Bourgeois and his colleague
had earlier determined that that the collection should be left for public
exhibition (an approach to the British Museum was rebuffed). When Bourgeois died,
he bequeathed the collection to Dulwich College, together with the money to
build a public gallery (the first in England). Sir John Soane designed it. It
is now an independent foundation.
The DPG is a beautiful
building set in large grounds, in turn surrounded by parkland and sports
fields. It has a separate modern café. It is an immensely relaxing place to
visit.
By contrast, the Queen’s
Gallery, although a self contained annexe of Buckingham Palace, is inevitably
affected by the touristic froth which laps all around. It shares an entrance
with the Palace gift shop – a temple of right royal tat, with little of the
merchandise devoted to the art. The Gallery’s numerous staff do their best to
temper these impressions: they are all smiles and unsolicited friendly comments
– the Cabin Crew of Air Perfect.
For me the most interesting
painter among the royal Scots (predominantly producers of Highland scenes and
rich portraits) is David Wilkie.
Wilkie produced intriguing
and witty scenes of humble life (Blindman’s
Buff; The Penny Wedding).
He also painted a number of
pictures inspired by the war, in the early years of the C19, against Napoleon
in Spain, carried on by mainly guerrilla forces backed by British troops under
Wellington.
The paintings do not, as one
might have expected of a C19 society painter, extoll the redcoats of
Wellington, but have as their subjects mainly guerrilla fighters.
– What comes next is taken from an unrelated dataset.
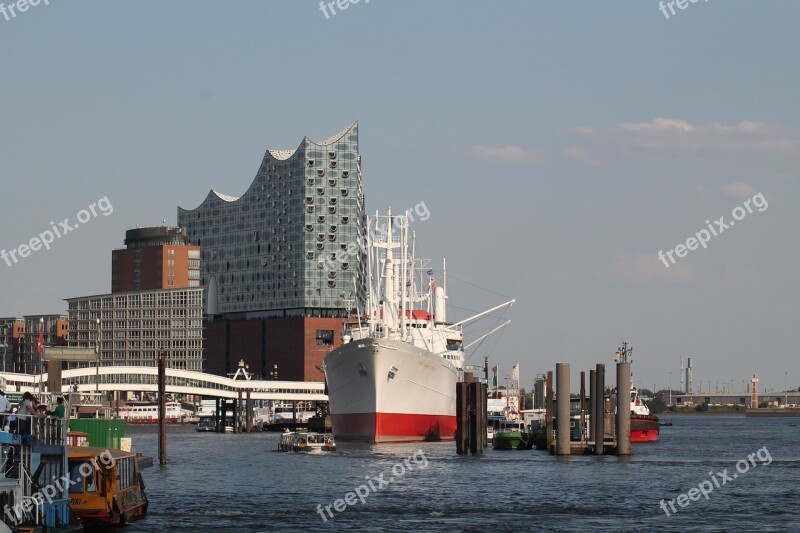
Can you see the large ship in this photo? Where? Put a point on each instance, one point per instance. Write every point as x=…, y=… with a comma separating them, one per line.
x=393, y=379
Contrasted
with, say, Goya’s dark meditations on the horrors of the same conflict,
Wilkie’s paintings are pretty sentimental, in the noble peasant warrior
tradition (perhaps an affinity detected with the Highland clansman?).
Probably the best known of
the Spanish war paintings is the Defence
of Saragossa (successfully defended by the Spanish against a 2 month siege
by the French). It depicts a young woman in act of firing a cannon, having
seized the lanyard from a dying gunner.
The painting is dated 1828; two years
later, Delacroix painted another famous female warrior in Liberty leading the People (today a symbol of appropriate beachwear
for Frenchwomen, according to one politician). Although Wilkie did meet
Delacroix around this time, there is no evidence that his painting directly
influenced the latter’s.
Winifred Knights
Knights’s best works were all
painted in the 1920s. She blended modern
abstract techniques with a figurative naturalism. The
Deluge, showing a group of figures (many recognisably Knights herself,
family and friends) in stylised doomed flight from the dark geometric shapes of
the rising floods, whilst in the background the Ark floats heedlessly away.
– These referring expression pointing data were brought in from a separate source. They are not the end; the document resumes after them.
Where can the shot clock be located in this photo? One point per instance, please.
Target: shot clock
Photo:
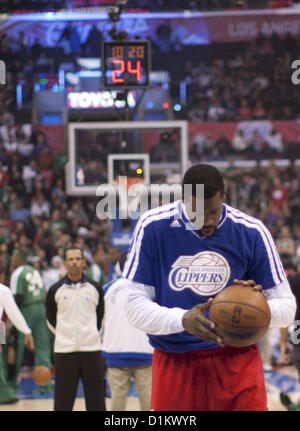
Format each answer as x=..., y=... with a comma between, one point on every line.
x=126, y=64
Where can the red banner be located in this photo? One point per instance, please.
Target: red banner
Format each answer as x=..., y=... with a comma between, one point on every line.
x=194, y=29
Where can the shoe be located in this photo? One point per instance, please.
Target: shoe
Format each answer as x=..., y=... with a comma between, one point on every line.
x=11, y=401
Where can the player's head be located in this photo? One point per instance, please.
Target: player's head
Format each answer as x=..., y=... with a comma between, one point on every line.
x=207, y=215
x=74, y=262
x=114, y=255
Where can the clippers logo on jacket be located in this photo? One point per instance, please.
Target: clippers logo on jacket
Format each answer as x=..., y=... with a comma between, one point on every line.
x=185, y=268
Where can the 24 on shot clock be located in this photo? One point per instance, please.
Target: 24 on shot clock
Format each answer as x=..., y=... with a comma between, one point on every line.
x=126, y=64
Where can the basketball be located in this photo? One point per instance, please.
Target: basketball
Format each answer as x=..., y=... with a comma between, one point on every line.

This painting resides permanently at Tate Britain.
Many thought it painted by
Stanley Spencer. There are also strong elements of the Vorticist painters such
as Nevinson.
My favourite Knights is the
very haunting and ethereal Marriage at Cana.
According to the New Testament, Christ attended a marriage feast and
remedied a catering miscalculation by turning water into very decent wine (in
the opinion of the other guests).
One area of the painting is a
literal depiction of the biblical scene, with Jesus and others huddled round
the pitchers of water, shortly to become wine. Brown and black colours mainly,
but Jesus and a child in white.
But, in the main part of the
painting, waiting and watching intently at long outdoor tables covered by white
tablecloths, are modern figures in casual dress (but no shoes). Before them are
plates of pink watermelon quarters – and empty wine carafes. Knights herself is
there (twice in fact – peek into the loggia and she reappears as the bride in
the distance) and various other friends – and her lover and husband to be: a
handsome blond man in a white shirt.
The background is a
long-receding wood, peopled, like in a Brueghel painting, with those
indifferent to, or preoccupied with other matters than, the Important Event, including
sunbathing and, of course, sketching another scene entirely.
This painting is housed
permanently in New Zealand. It was good to see it in Dulwich.